Он пытается сдвинуть полосу света. Машет руками.
Из зала свистят, топают и матерятся.
Мы видим дёргающуюся тень Барнума, почти заслонившую экран.
37. Вечер. Хутор. Общая спальня
Филип стоит у кровати Барнума. Филип голый и толстый. Барнум перепуган, сна ни в одном глазу.
Филип стаскивает его с кровати, припирает к стене, утыкает лицом в пол.
38. Кинотеатр. Вечер
Барнум открывает низкую дверь. МЕХАНИК, пожилой дружелюбный мужчина, стоит в глубине тесной маленькой каморки, почти чулана, и следит за тем, чтобы плёнка крутилась.
Барнум заходит в каморку.
БАРНУМ. Я не хочу смотреть дальше.
МЕХАНИК. Что ты говоришь?
БАРНУМ. Я не хочу смотреть дальше.
МЕХАНИК. А я думал, ты хотел досмотреть.
БАРНУМ. Больше не хочу.
Механик печально смотрит на него.
МЕХАНИК. Я не могу остановить фильм раньше, чем он кончится. Ты и сам понимаешь.
39. Ночь. Кухня на хуторе
В дырке в потолке виден глаз Барнума. Широко распахнутый глаз прижимается всё плотнее к дырке, всё сильнее, и наконец выскакивает и падает вниз, в чан с кипящей на плите водой.
40. Вечер. Кинотеатр
Барнум присаживается. Механик стоит рядом с бобиной, которую надо будет сменить.

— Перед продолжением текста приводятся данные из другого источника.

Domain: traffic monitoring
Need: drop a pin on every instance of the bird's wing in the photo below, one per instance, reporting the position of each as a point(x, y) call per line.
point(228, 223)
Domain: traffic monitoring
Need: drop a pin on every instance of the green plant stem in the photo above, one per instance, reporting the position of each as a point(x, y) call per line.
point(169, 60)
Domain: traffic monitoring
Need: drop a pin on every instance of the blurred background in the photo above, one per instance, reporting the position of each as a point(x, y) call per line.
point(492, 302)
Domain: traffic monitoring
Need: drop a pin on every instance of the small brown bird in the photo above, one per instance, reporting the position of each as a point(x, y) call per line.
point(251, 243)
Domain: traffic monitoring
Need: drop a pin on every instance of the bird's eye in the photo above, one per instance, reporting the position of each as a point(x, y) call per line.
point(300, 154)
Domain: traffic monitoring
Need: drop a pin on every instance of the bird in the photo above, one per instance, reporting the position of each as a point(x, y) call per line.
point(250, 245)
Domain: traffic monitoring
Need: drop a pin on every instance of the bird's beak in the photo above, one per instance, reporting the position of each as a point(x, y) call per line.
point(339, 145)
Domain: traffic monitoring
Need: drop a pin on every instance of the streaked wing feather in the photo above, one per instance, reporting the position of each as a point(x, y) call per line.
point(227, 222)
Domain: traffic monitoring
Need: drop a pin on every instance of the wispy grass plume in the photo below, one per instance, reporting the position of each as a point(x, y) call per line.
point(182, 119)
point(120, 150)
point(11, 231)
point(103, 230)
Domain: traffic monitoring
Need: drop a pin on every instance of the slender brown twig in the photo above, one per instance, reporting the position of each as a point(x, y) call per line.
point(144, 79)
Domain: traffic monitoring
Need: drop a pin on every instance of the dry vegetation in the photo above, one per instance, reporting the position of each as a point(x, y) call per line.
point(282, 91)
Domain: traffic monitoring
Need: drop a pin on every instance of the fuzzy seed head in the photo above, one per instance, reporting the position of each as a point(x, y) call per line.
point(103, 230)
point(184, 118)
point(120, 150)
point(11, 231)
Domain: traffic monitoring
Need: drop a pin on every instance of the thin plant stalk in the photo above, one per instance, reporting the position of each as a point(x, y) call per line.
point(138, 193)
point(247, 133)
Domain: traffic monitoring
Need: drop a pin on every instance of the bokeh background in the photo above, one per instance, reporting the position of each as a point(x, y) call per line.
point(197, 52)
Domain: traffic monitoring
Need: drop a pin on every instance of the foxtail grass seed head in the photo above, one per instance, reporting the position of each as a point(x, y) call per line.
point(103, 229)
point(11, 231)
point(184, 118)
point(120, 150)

БАРНУМ. Я думал, здесь ты решаешь.
МЕХАНИК. Барнум, ты должен досмотреть до конца.
БАРНУМ. Не хочу.
МЕХАНИК У тебя нет выбора.
БАРНУМ. Я думал, ты Бог.
Механик меняет бобину.
МЕХАНИК. Да, я Бог. К сожалению. Но выбора нет и у меня.
Механик поворачивается к Барнуму.
МЕХАНИК. Ты мне как будто знаком. Я не видел тебя раньше?
БАРНУМ. Разве ты не всех видишь?
МЕХАНИК. Память у меня неважнецкая. Старею, понимаешь.
Механик заглядывает в окошко.
МЕХАНИК. Скорей иди сюда! Бегом!
Барнум подходит к нему и тоже смотрит в окошко. Далеко внизу он видит экран: в поле трудятся дети, весёлые, прилежные, нарядно одетые. Птичьи трели. К ним крестьянин подводит Барнума с большой чёрной повязкой на одном глазу. Он встаёт в ряд работающих, слева от Филипа.
На заднем плане темнеет лес, он похож на высокую плотную тень.
МЕХАНИК. Понял теперь, кто ты такой.
Механик кидает на Барнума быстрый взгляд, улыбается.
МЕХАНИК. Важно не то, что ты видишь, а то, что ты думаешь, что ты видишь.
Барнум берёт железную коробку из-под фильма и что есть силы запускает ею в голову механика. Тот оседает на пол.
Барнум вырывает плёнку из аппарата. В зале свистят и возмущаются.
41. Вечер. Зал кинотеатра
Чёрный экран, пустой зал погружён в темноту. Зрители ушли. Но остались их вещи: куртки, шоколадные обёртки, зонты, перчатки, ботинок, шарф. Ни звука.
Вдруг на экране возникает дёргающаяся полоска света.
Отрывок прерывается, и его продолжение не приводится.